Inspiration Log 2: Entry 14

DREAMS OF DALÍ- Goodby Silverstein & Partners

Best in: Art & Experimental

Goodby Silverstein & Partners created something very special for the newest installment in The Dali Museum. The exhibition featured a virtual reality experience that took you into Dali’s famous 1935 painting, “Archeological Reminiscence of Millet’s ‘Angelus’.” At the exhibit, museum-goers wore virtual-reality headsets that brought Dali’s dreamscape to life. The results were truly amazing. Participants were astonished time and time again with the surreal feeling of being inside artwork. Furthermore, their website did an excellent job of advertising the experience for anyone and everyone to see. Multiple videos were utilized to demonstrate exactly how the virtual reality appeared to participants. The web page also employed an interesting technique that only allowed you to view content after you had scrolled over it. Essentially, you would scroll down and see blank space and then a set of images and text would suddenly appear. This tactic made the website all the more engaging to explore. The exhibition was only open to the public from January 23rd to June 12th of this year; however, the people who got to partake in the virtual reality experience were able to witness something truly unique and fascinatingly engaging.
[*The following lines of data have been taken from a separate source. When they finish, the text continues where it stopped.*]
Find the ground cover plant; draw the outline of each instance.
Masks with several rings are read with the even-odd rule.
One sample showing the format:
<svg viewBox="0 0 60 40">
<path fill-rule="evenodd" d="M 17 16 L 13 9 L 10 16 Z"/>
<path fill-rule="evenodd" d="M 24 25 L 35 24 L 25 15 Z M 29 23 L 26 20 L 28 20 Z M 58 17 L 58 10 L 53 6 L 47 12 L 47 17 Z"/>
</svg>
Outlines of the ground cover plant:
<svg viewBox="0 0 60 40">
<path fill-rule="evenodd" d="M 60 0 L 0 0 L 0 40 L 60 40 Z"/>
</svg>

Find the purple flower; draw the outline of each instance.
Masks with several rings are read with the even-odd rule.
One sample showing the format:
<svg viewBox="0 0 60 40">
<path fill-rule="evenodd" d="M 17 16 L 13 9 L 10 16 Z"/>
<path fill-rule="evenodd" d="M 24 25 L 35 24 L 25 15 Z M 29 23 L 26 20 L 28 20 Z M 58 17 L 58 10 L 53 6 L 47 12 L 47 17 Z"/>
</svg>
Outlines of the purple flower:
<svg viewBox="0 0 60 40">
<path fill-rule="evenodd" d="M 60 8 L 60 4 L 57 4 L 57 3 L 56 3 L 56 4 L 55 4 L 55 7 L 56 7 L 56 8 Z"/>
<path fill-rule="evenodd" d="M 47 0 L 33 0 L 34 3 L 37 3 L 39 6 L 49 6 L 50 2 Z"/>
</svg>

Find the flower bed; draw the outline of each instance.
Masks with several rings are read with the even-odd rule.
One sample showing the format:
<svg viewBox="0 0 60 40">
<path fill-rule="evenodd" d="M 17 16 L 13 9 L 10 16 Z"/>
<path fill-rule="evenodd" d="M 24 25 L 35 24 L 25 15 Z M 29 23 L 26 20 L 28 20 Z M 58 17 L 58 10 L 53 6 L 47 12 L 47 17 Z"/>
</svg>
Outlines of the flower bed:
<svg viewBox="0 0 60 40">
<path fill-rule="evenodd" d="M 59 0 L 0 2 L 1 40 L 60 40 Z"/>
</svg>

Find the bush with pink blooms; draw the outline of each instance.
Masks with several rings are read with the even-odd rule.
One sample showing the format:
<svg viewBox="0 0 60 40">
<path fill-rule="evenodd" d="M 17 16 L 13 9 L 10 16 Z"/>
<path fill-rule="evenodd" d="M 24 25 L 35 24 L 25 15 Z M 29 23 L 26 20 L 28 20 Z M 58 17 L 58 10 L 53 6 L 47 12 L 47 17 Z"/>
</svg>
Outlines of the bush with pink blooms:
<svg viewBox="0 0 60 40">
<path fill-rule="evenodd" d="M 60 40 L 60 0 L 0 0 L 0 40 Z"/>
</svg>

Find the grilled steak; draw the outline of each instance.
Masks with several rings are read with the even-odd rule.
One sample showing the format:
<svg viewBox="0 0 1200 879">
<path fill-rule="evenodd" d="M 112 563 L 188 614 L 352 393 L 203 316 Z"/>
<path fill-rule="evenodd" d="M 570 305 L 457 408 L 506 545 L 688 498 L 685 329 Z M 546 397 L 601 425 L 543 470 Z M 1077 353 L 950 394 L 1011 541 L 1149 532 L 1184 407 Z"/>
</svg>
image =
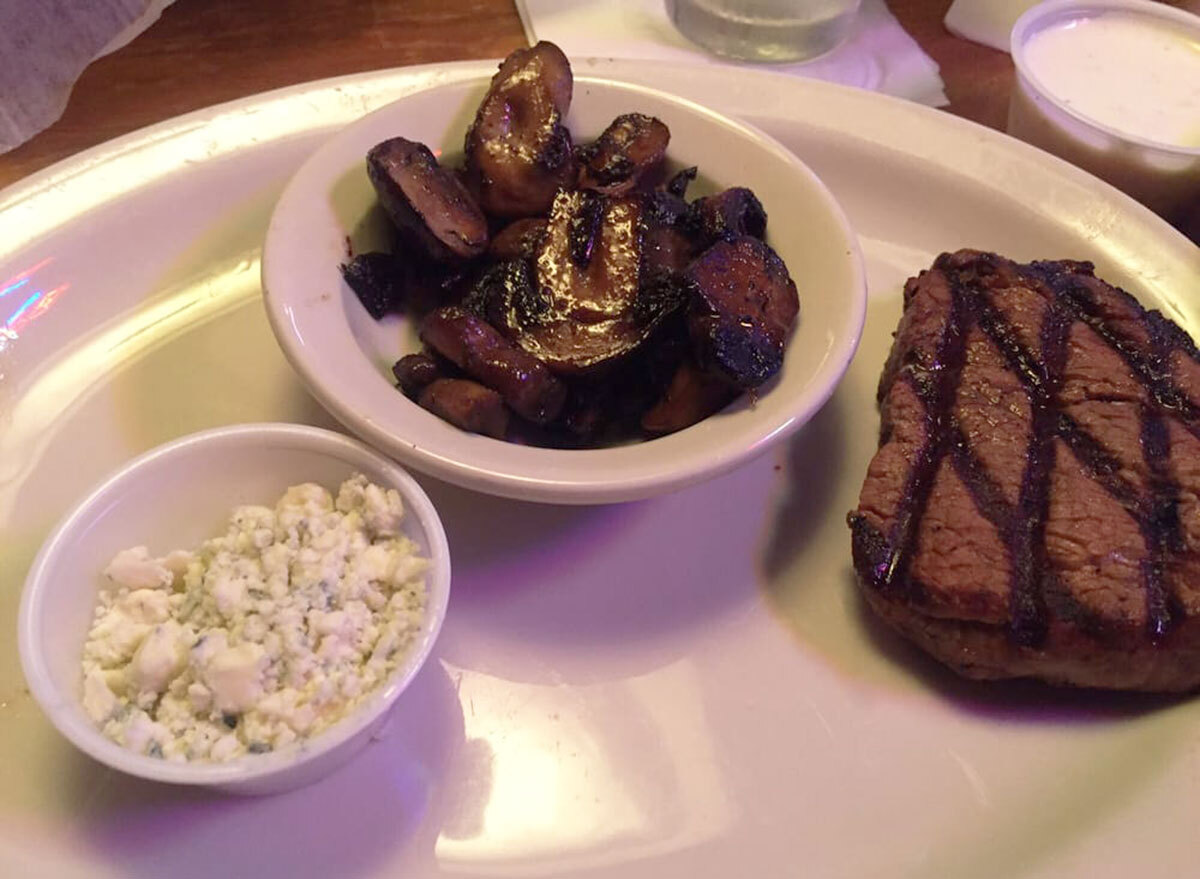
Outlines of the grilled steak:
<svg viewBox="0 0 1200 879">
<path fill-rule="evenodd" d="M 850 514 L 867 603 L 972 678 L 1200 685 L 1200 356 L 1090 263 L 908 281 Z"/>
</svg>

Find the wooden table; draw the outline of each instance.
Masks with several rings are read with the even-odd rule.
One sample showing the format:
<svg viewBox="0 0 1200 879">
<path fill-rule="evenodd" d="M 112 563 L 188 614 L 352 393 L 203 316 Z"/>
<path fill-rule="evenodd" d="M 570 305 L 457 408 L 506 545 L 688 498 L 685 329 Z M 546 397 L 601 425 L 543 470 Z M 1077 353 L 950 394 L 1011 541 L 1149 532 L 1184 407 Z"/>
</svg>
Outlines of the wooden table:
<svg viewBox="0 0 1200 879">
<path fill-rule="evenodd" d="M 1012 61 L 942 26 L 950 0 L 888 0 L 941 66 L 949 110 L 1003 128 Z M 63 117 L 0 156 L 0 188 L 80 150 L 222 101 L 327 76 L 525 44 L 512 0 L 177 0 L 84 71 Z"/>
</svg>

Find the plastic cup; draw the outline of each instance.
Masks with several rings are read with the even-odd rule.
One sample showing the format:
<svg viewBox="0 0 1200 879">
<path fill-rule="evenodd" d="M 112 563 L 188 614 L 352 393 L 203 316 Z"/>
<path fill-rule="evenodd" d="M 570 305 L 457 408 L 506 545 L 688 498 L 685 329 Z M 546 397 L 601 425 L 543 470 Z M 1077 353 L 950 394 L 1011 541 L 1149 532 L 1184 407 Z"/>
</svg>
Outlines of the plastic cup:
<svg viewBox="0 0 1200 879">
<path fill-rule="evenodd" d="M 1186 228 L 1200 219 L 1200 58 L 1189 53 L 1200 53 L 1200 18 L 1179 9 L 1147 0 L 1035 6 L 1012 30 L 1008 133 Z M 1179 89 L 1182 99 L 1166 97 Z"/>
</svg>

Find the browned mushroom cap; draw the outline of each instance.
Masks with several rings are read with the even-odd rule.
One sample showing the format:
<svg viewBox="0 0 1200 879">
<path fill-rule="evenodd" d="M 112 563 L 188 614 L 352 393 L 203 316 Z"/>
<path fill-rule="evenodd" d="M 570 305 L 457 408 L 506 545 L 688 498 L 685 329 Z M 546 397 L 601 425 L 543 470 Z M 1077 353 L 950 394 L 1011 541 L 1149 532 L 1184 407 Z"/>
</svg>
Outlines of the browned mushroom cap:
<svg viewBox="0 0 1200 879">
<path fill-rule="evenodd" d="M 424 144 L 403 137 L 376 144 L 367 176 L 392 222 L 431 259 L 470 259 L 487 247 L 487 218 Z"/>
<path fill-rule="evenodd" d="M 688 332 L 706 369 L 739 388 L 779 371 L 800 311 L 787 266 L 757 238 L 718 241 L 688 267 L 695 291 Z"/>
<path fill-rule="evenodd" d="M 498 260 L 531 259 L 545 234 L 546 221 L 541 217 L 514 220 L 492 236 L 488 256 Z"/>
<path fill-rule="evenodd" d="M 445 377 L 441 365 L 424 351 L 401 357 L 392 364 L 392 375 L 406 397 L 416 397 L 427 385 Z"/>
<path fill-rule="evenodd" d="M 513 52 L 492 77 L 466 139 L 468 174 L 488 214 L 544 214 L 575 179 L 562 121 L 572 85 L 567 57 L 547 42 Z"/>
<path fill-rule="evenodd" d="M 579 188 L 624 195 L 662 164 L 670 140 L 670 129 L 653 116 L 618 116 L 595 143 L 581 150 Z"/>
<path fill-rule="evenodd" d="M 695 168 L 681 171 L 665 187 L 642 193 L 646 229 L 643 260 L 649 271 L 682 272 L 707 246 L 696 234 L 695 212 L 679 194 L 686 190 L 695 171 Z"/>
<path fill-rule="evenodd" d="M 637 349 L 670 311 L 645 295 L 641 201 L 563 191 L 554 200 L 535 277 L 524 289 L 496 285 L 509 297 L 489 316 L 518 345 L 563 374 L 610 365 Z"/>
<path fill-rule="evenodd" d="M 504 439 L 508 410 L 491 388 L 465 378 L 439 378 L 430 382 L 417 403 L 455 427 Z"/>
<path fill-rule="evenodd" d="M 562 410 L 563 383 L 483 318 L 458 306 L 439 308 L 421 322 L 421 339 L 535 424 L 552 421 Z"/>
<path fill-rule="evenodd" d="M 698 198 L 691 205 L 692 225 L 707 247 L 718 238 L 767 233 L 767 212 L 758 196 L 744 186 L 733 186 L 716 195 Z"/>
<path fill-rule="evenodd" d="M 647 225 L 643 239 L 648 271 L 682 272 L 694 254 L 690 238 L 673 226 Z"/>
<path fill-rule="evenodd" d="M 341 266 L 342 277 L 375 320 L 398 309 L 407 298 L 412 272 L 390 253 L 360 253 Z"/>
<path fill-rule="evenodd" d="M 683 430 L 724 408 L 736 395 L 724 379 L 685 360 L 662 397 L 642 416 L 642 429 L 654 434 Z"/>
</svg>

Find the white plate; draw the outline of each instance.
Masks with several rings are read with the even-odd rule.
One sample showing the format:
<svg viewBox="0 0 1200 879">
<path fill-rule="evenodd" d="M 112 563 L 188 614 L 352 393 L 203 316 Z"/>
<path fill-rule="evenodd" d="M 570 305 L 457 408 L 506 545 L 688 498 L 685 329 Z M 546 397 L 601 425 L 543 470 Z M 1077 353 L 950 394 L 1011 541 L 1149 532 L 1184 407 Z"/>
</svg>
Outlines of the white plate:
<svg viewBox="0 0 1200 879">
<path fill-rule="evenodd" d="M 854 232 L 829 190 L 782 145 L 742 123 L 655 89 L 576 77 L 566 124 L 580 142 L 621 113 L 662 119 L 671 160 L 698 167 L 693 196 L 748 186 L 762 198 L 767 240 L 797 266 L 800 319 L 779 374 L 699 424 L 651 442 L 546 449 L 460 430 L 397 392 L 392 364 L 420 347 L 400 315 L 375 321 L 343 282 L 347 241 L 384 237 L 367 151 L 403 135 L 437 155 L 461 149 L 488 79 L 410 95 L 330 138 L 288 183 L 263 246 L 271 328 L 313 395 L 342 424 L 410 467 L 521 500 L 640 500 L 725 473 L 791 436 L 833 393 L 862 333 L 867 287 Z M 373 236 L 372 236 L 373 233 Z M 375 241 L 370 241 L 374 237 Z"/>
<path fill-rule="evenodd" d="M 10 632 L 39 544 L 103 473 L 216 424 L 328 423 L 259 301 L 274 199 L 332 128 L 489 69 L 250 99 L 0 195 L 0 290 L 31 273 L 0 297 Z M 435 661 L 397 703 L 422 722 L 294 794 L 106 773 L 32 703 L 10 636 L 0 875 L 1191 875 L 1200 703 L 954 680 L 863 616 L 843 515 L 900 284 L 938 251 L 1094 259 L 1192 331 L 1200 251 L 1062 163 L 919 106 L 767 73 L 577 70 L 741 114 L 821 175 L 872 297 L 837 393 L 776 456 L 653 501 L 551 507 L 424 480 L 455 584 Z"/>
</svg>

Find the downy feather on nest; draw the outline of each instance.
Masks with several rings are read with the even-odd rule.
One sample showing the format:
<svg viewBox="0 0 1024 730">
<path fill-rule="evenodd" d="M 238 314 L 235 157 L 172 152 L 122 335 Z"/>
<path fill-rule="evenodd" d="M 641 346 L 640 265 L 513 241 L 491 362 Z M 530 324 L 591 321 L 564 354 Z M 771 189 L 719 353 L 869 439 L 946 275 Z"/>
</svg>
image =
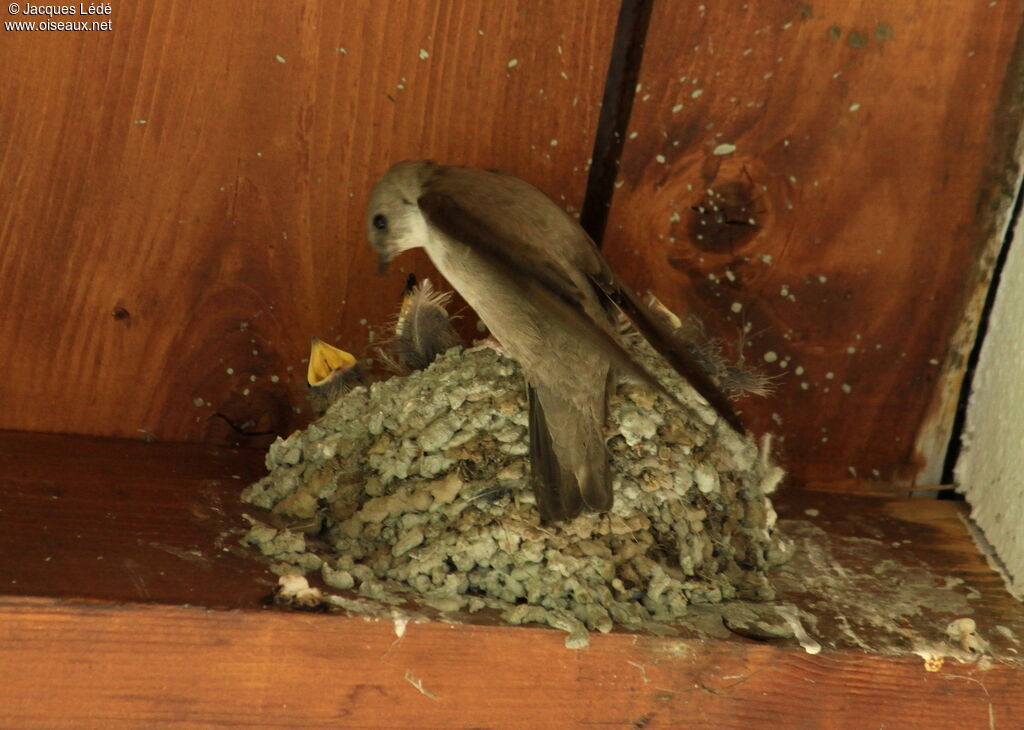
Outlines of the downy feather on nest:
<svg viewBox="0 0 1024 730">
<path fill-rule="evenodd" d="M 739 357 L 735 362 L 730 362 L 722 351 L 722 340 L 709 337 L 704 330 L 704 323 L 696 316 L 690 315 L 685 321 L 680 319 L 651 293 L 647 294 L 647 306 L 672 328 L 673 334 L 683 343 L 690 355 L 700 363 L 729 398 L 735 399 L 743 395 L 766 396 L 775 389 L 771 376 L 746 364 L 743 357 L 746 338 L 742 330 L 737 344 Z"/>
<path fill-rule="evenodd" d="M 386 367 L 397 373 L 422 370 L 441 353 L 463 344 L 446 308 L 451 298 L 451 292 L 436 291 L 430 279 L 417 284 L 415 274 L 409 274 L 394 336 L 380 350 Z"/>
</svg>

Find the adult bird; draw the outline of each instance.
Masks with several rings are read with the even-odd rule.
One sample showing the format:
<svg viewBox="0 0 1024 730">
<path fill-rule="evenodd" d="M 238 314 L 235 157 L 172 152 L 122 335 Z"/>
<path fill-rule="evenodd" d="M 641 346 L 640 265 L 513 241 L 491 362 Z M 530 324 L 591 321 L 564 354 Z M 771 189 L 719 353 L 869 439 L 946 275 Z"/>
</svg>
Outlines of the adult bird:
<svg viewBox="0 0 1024 730">
<path fill-rule="evenodd" d="M 612 375 L 666 392 L 623 348 L 620 309 L 734 429 L 728 399 L 551 198 L 501 172 L 400 162 L 377 183 L 368 210 L 381 273 L 424 248 L 476 311 L 527 383 L 530 462 L 545 522 L 611 509 L 604 425 Z"/>
</svg>

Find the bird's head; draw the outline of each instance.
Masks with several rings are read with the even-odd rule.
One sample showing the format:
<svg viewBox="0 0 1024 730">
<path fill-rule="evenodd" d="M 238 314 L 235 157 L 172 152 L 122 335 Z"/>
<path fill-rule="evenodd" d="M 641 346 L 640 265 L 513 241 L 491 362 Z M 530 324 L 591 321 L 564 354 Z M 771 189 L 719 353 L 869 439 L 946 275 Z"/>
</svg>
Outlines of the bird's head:
<svg viewBox="0 0 1024 730">
<path fill-rule="evenodd" d="M 423 180 L 433 167 L 426 161 L 399 162 L 373 188 L 366 225 L 381 274 L 402 251 L 426 243 L 427 222 L 417 200 L 423 193 Z"/>
</svg>

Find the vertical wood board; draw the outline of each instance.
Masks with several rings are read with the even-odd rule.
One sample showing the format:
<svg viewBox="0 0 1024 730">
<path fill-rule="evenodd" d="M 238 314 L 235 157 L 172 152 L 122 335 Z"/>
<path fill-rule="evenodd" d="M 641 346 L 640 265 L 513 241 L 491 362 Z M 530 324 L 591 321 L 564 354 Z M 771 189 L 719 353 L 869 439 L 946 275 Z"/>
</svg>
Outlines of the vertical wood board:
<svg viewBox="0 0 1024 730">
<path fill-rule="evenodd" d="M 582 204 L 618 4 L 560 7 L 144 0 L 109 32 L 4 32 L 0 428 L 298 425 L 309 337 L 370 354 L 405 272 L 433 271 L 375 273 L 390 164 L 500 167 Z"/>
<path fill-rule="evenodd" d="M 1024 3 L 656 3 L 605 249 L 776 377 L 798 482 L 934 483 L 1019 175 Z"/>
</svg>

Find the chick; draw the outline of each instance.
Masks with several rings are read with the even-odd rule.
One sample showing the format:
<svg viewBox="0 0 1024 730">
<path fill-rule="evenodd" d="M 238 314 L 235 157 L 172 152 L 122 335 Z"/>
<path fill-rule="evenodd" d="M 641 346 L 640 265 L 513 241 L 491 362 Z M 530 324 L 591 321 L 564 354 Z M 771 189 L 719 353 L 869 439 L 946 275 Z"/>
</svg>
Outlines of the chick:
<svg viewBox="0 0 1024 730">
<path fill-rule="evenodd" d="M 306 370 L 306 397 L 317 416 L 357 385 L 366 384 L 363 365 L 354 356 L 313 337 Z"/>
<path fill-rule="evenodd" d="M 409 274 L 395 335 L 387 344 L 387 359 L 398 370 L 422 370 L 441 353 L 463 344 L 446 309 L 451 298 L 451 292 L 435 291 L 430 279 L 417 285 L 416 276 Z"/>
</svg>

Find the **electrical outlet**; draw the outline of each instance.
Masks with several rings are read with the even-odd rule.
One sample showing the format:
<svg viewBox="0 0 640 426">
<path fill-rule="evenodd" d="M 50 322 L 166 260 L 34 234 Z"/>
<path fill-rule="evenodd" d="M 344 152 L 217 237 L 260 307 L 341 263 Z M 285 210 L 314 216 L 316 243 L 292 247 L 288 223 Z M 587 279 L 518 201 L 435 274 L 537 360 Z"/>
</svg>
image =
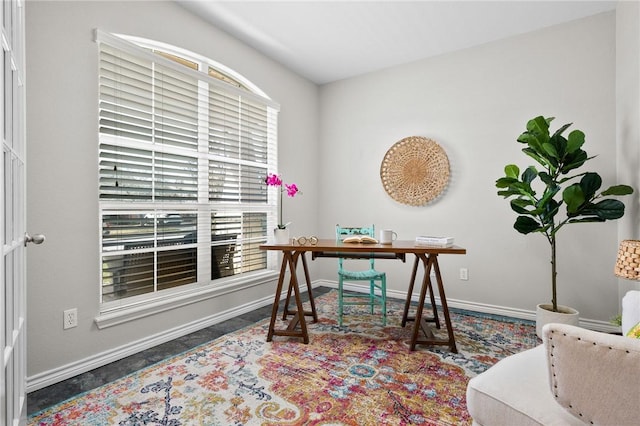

This type of experimentation was highly successful for the museum as well as the website. The online experience alone obtained more than 2 million views in less than 10 days. In fact, “Dreams of Dali” was so successful that it is now in the process of becoming a permanent exhibition at The Dali Museum. Also, the website features a video which allows you to imitate the experience of virtual reality. It appears to be a normal YouTube video, but when you press play you are able to turn the video around a complete 360 degrees. Doing this enables you to get a sense of what the virtual reality experience must truly feel like. Basically, the website was effective in mimicking the genuine experience of virtual reality. This is something that I have yet to see throughout the vast assortment of online videos and simulators. Consequently, as virtual reality becomes more and more mainstream, I think this type of strategy will become widely successful and popular in the years to come.